Thinking back on this most recent season of the only reason anyone subscribes to Disney+, it’s clear that the final scene we got was really the only way for this season to end. I think I’d dismissed it as a possibility simply because I didn’t think Disney had the balls to do it. Bringing in such a famous, beloved character that adds an unavoidable connection to material the rest of the show has sort of avoided is a huge risk, especially when it requires the sort of anti-aging technology that doesn’t always work great. That character’s impact could also cast a huge shadow over everything else they’ve announced; if you’ll bring him back once, we’re going to expect him to be around more in other things too.

I won’t lie: the room got a little dusty when that single X-Wing approached Moff Gideon’s cruiser. I thought the earlier brawl between Boba Fett and WWE’s Sasha Banks was as Scott-specific fan-service-y as the show could possibly get, but the possibility that Luke fucking Skywalker, young and unburdened by the sequel trilogy’s stupid god damn motherfucking bullshit, was coming to save the day elicited a legit gasp. At first I tried to logic the possibility away. Surely this was a swerve, a tease before the introduction of someone else. Even when that green lightsaber snap-hissed to life I still couldn’t believe it was actually him.

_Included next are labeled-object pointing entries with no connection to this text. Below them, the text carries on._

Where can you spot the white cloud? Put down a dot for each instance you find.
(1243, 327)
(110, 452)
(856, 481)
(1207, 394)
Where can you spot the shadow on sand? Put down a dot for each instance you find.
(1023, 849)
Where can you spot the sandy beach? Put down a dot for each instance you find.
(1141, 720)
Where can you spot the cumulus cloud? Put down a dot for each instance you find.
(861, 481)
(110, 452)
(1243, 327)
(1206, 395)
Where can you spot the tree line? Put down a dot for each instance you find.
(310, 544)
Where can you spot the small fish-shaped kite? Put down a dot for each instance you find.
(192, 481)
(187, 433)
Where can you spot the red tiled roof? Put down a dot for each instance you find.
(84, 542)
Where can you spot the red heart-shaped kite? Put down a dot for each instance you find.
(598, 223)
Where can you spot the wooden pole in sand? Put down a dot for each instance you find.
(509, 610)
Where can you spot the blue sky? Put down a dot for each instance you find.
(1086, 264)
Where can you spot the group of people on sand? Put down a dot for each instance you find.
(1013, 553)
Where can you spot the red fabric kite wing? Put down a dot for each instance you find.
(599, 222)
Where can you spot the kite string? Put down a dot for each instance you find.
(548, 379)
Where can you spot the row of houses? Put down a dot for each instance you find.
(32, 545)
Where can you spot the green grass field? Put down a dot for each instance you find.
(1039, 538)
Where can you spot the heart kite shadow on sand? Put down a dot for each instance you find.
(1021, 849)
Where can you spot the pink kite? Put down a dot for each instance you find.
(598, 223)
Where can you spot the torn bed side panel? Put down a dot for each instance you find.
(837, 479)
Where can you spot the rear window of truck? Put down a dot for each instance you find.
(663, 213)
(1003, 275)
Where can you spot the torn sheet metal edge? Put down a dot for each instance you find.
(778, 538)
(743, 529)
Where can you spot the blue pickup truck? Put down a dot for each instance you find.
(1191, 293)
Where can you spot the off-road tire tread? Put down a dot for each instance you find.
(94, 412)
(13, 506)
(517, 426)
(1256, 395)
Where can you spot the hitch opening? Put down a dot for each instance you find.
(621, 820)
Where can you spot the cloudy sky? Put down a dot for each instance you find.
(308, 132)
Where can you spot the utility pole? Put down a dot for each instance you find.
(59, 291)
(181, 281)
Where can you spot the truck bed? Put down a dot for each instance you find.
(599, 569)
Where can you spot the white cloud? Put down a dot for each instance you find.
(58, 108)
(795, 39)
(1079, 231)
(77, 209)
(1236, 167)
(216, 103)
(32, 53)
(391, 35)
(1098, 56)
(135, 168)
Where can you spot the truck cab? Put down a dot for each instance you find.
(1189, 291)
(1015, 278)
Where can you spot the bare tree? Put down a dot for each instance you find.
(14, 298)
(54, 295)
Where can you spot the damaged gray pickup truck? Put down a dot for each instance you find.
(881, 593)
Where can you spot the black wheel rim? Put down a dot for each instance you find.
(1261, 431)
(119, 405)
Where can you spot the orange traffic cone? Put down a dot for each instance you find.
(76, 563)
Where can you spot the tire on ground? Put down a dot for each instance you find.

But then the cowl came down and there he was. For those who don’t know, I like most of the Star Wars movies but I loved, loved, loved, loved, loved the Expanded Universe book series. I devoured those things like they were candy all through my teenage years and into my twenties. I called out of work when they killed Chewbacca with a moon and then again when Han and Leia’s son murdered Luke’s wife. And finally, right there on my TV, was the closest approximation we’ll ever get to the Luke of those lost, de-canonized stories: a young Jedi Master fresh off his victory over the Emperor, traveling the galaxy to right wrongs and rebuild the Jedi. So what if the CGI wasn’t perfect. That one scene almost made the rest of 2020 worth it.

Narratively, Luke’s appearance is like dropping a bomb on the whole setting. Who gives a crap about Ahsoka Tano or the Bad Batch or any of the other series they announced this week when it’s established that Luke god damn Skywalker isn’t just hanging out on his couch waiting for Ben Solo to turn into an emo shithead? The creative minds at Disney have to know this, and I’d bet they’re accounting for it in all of the other Star Wars properties they’re working on. As I wrote previously, this new fleet of stories reeks of the Marvel Cinematic Universe’s progression, where a series of smaller standalone movies eventually built to massive team ups in the Avengers films. What better way to replicate that structure than by telling the stories behind the first class of Luke’s new Jedi academy? I betcha Grogu won’t be the last new Force user we run into on Disney+.

The elephant in the room, of course, is in the future, when Kylo Ren slaughters all of Luke’s students before the start of the sequel trilogy. Would Disney really get us all attached to a bunch of new characters just so we can watch them die horribly? There’s a lot of money in it, so why not! I’d do it, but I’m kind of an asshole. And besides, the films – and The Mandalorian itself – already set the precedent that “destroying the Jedi” never really means someone got all of them.

As is always the case with any fictional property, we’ll have to see how this goes. This finale arguably does a lot more for Star Wars in general than it does for The Mandalorian, but that might be alright. Let’s just hope they don’t go overboard and bring back Jar-Jar.